Bank officials in SF to discuss economy

SAN FRANCISCO

These banks are losing money and some admit they're losing millions of dollars, all because of this mortgage mess. While some lenders are already starting to alter their practices on how they lend out money, others who are dealing heavily with the sub-prime lenders may already be too late.

Everywhere you look it seems like home prices are falling, but it is still not enough, according to one banking analyst, to fix the mortgage crisis.

"Home prices have to adjust even more downward because the relationship between people's earnings and the home prices are still out of kilt," says analyst Les Muranyi.
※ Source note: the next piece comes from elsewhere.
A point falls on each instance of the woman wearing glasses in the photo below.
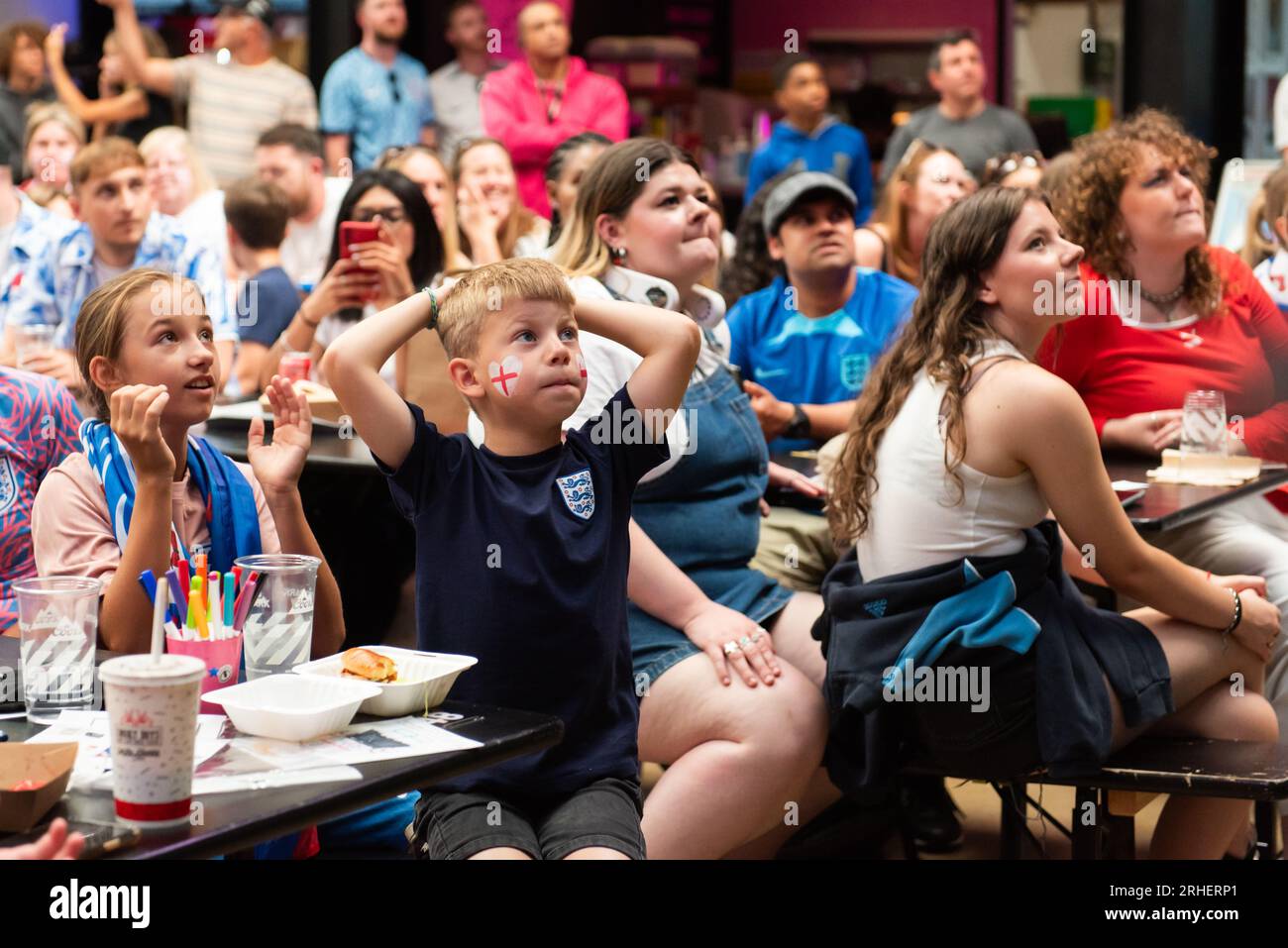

Les Muranyi travels the country. His job is to rate the performance of banks. He has his own take on the current FBI investigation with Countrywide on possible securities fraud.

"I don't think the investigations will be limited to Countrywide bank. I think banks heavily involved in sub prime lending will be reviewed and investigated," says Muranyi.

What went wrong, Muranyi claims, is money hungry investors combined with eager lenders.

"It's the greed factor. Prices are going up and theyride that wave. So, wishful thinking that earnings will go up."

Despite the dark predictions, one of the world's largest banks, Wells Fargo, claims it is still loaning money out for homes, but restrictions are tight and it added business with subprime lenders last June.

"The problems are likely to get worse as time goes on. There are a lot of issues that drive that. One is the economy sliding towards a recession with a distant possibility of a depression," says Muranyi.

Wells Fargo did admit it is not immune problems of the mortgage mess. The bank admitted that out of its $22 billion dollar loan portfolio, it lost $18 million dollars last year.